Amii receives $9 million from feds to equip energy workers with AI skills

Evan Solomon speaks onstage standing at a podium between two Canadian flags
Funding comes on top of nearly $20 million pledged last year for sovereign compute.

The federal government wants Canada’s energy workers to become adept at using artificial intelligence (AI) as part of an effort to keep the country’s workforce competitive. 

The feds have awarded $9 million over three years to the Alberta Institute for Machine Intelligence (Amii) to help train nearly 5,000 Canadian mid-career workers in the energy sector with AI skills. The AI Pathways: Energizing Canada’s Low-Carbon Workforce initiative is meant to upskill workers for clean energy technologies like wind, solar, geothermal, and hydrogen. 

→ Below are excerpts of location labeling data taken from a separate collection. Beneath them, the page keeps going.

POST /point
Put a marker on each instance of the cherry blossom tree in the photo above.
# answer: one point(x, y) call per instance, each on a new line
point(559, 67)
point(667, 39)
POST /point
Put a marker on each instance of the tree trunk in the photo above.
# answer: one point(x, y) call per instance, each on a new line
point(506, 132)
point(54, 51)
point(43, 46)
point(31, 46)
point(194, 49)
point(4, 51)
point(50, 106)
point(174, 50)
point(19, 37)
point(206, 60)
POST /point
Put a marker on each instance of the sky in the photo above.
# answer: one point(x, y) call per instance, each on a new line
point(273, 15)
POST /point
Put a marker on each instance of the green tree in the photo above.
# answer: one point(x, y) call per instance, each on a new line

“I would say the average person on the street still has a very poor understanding of how these tools can improve their lives.”

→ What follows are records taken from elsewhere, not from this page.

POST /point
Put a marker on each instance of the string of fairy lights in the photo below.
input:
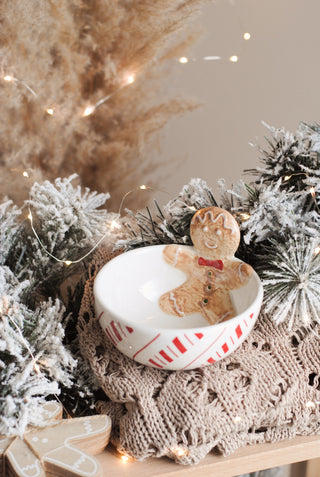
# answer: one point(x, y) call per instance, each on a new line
point(89, 110)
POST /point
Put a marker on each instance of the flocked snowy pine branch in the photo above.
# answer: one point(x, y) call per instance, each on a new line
point(34, 362)
point(36, 359)
point(290, 273)
point(68, 221)
point(170, 225)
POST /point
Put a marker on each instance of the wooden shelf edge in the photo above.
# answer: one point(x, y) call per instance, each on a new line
point(246, 459)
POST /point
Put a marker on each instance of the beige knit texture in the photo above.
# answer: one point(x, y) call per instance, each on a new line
point(265, 391)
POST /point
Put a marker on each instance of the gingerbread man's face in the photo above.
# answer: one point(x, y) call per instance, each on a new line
point(215, 233)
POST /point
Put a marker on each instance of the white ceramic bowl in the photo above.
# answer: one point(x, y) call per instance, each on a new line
point(127, 290)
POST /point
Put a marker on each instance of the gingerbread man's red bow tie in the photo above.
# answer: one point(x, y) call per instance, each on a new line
point(210, 263)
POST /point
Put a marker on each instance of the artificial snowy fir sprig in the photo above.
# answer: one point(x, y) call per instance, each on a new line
point(289, 155)
point(170, 224)
point(9, 226)
point(275, 212)
point(290, 273)
point(67, 222)
point(34, 363)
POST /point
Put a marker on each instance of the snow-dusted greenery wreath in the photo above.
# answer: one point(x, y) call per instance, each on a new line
point(279, 217)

Patty Hajdu, Minister of Jobs and Families

The funds were allocated through the Sustainable Jobs Training Fund under Employment and Social Development Canada, whose application period was open briefly last year. A total of $75 million was awarded to various organizations in February this year, aiming to upskill workers for clean energy jobs. 

The initiative is in partnership with the University of Alberta and the Northern Alberta Institute of Technology. The training will be delivered both in-person and online, allowing workers to participate remotely.

The announcement was made at Amii headquarters in Edmonton this week by federal leaders, including AI minister Evan Solomon, Minister of Jobs and Families Patty Hajdu, and Prairies Economic Development Canada minister Eleanor Olszewski. 

Amii is a non-profit institute focused on AI. Created in 2002 as a joint effort between the Government of Alberta and the University of Alberta, Amii supports machine learning research and commercialization. It’s also one of Canada’s three national AI institutes and forms part of the country’s Pan-Canadian AI Strategy.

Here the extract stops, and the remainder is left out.